The instant case is controlled by Babb v. Cordell Industries, 242 N.C. 286, 87 S.E.2d 513. In Babb, plaintiff, a resident of Georgia, brought suit in North Carolina upon a cause of action which arose outside this State against the defendant, a New York corporation which was neither domesticated nor represented by a designated process agent in North Carolina but was doing business here. Summons was served upon the Secretary of State. The court held that the service of process, having been made upon a statutory agent instead of upon an actual agent as required by G.S. § 1-97, was a nullity.
Speaking for the Court, Higgins, J., said:
"The question presented, therefore, is whether a suit by a nonresident against a foreign corporation on a cause of action arising outside this State can be maintained in North Carolina, and the defendant brought into court by a service of process on the Secretary of State. That a nonresident has access to the courts of this State is not debatable.
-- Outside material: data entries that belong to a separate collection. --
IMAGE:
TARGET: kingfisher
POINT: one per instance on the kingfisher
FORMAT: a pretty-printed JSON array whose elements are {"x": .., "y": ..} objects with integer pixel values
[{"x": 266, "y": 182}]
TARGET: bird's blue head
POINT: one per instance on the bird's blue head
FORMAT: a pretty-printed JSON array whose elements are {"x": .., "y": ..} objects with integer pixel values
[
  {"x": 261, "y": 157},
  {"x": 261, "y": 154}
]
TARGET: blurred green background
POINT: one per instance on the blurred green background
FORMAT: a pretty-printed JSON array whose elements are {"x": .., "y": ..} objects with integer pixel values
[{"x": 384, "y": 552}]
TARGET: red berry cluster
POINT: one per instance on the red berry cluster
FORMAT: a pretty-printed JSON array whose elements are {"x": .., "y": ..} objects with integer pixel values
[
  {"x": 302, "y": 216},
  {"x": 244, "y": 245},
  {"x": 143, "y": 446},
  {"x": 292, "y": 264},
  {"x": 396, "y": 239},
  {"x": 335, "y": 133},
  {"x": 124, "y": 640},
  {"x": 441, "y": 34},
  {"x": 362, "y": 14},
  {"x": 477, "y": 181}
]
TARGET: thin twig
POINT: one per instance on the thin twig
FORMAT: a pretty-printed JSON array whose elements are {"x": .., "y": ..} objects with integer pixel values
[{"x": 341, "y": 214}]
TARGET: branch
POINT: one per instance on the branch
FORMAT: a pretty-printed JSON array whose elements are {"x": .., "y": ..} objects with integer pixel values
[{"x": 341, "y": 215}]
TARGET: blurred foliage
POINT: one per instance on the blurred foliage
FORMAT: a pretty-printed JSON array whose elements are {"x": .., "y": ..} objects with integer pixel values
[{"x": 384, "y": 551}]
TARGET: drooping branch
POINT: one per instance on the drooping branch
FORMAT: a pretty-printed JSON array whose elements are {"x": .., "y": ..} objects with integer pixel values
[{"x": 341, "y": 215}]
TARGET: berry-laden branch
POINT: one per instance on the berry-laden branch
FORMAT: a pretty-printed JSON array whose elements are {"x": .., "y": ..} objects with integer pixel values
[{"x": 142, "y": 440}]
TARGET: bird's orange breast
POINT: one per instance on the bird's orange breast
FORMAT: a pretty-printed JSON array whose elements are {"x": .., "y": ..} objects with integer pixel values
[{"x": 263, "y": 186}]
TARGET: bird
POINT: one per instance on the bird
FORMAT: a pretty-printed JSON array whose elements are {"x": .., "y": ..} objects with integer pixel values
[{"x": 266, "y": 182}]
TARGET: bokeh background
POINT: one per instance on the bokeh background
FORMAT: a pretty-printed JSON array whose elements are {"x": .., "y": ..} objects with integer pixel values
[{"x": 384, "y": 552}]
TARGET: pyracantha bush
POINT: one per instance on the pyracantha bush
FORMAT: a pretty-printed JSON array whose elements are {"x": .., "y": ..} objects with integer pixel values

That he can sue a foreign corporation is also beyond dispute. But to bring the foreign corporation into court the service of process must be made upon an officer or agent as defined in G.S. § 1-97, and in the following cases only: (1) Where it has property in this State; or (2) where the cause of action arose in this State; or (3) where the *649 service can be made personally upon some officer designated in G.S. § 1-97."
G.S. § 55-145 (then G.S. § 55-38.1) became effective on May 20, 1955. The opinion in Babb was filed on May 25, 1955 and it is entirely consistent with G.S. § 55-144 and G.S. § 55-145(a).
It is noted, however, that G.S. § 55-143(c) changed the rule laid down in Central Motor Lines v. Brooks Transportation Co., 225 N.C. 733, 36 S.E.2d 271, 162 A.L.R. 1419; Hamilton v. Atlantic Greyhound Corp., 220 N.C. 815, 18 S.E.2d 367; and King v. Robinson Transfer Motor Lines, 219 N.C. 223, 13 S.E.2d 233.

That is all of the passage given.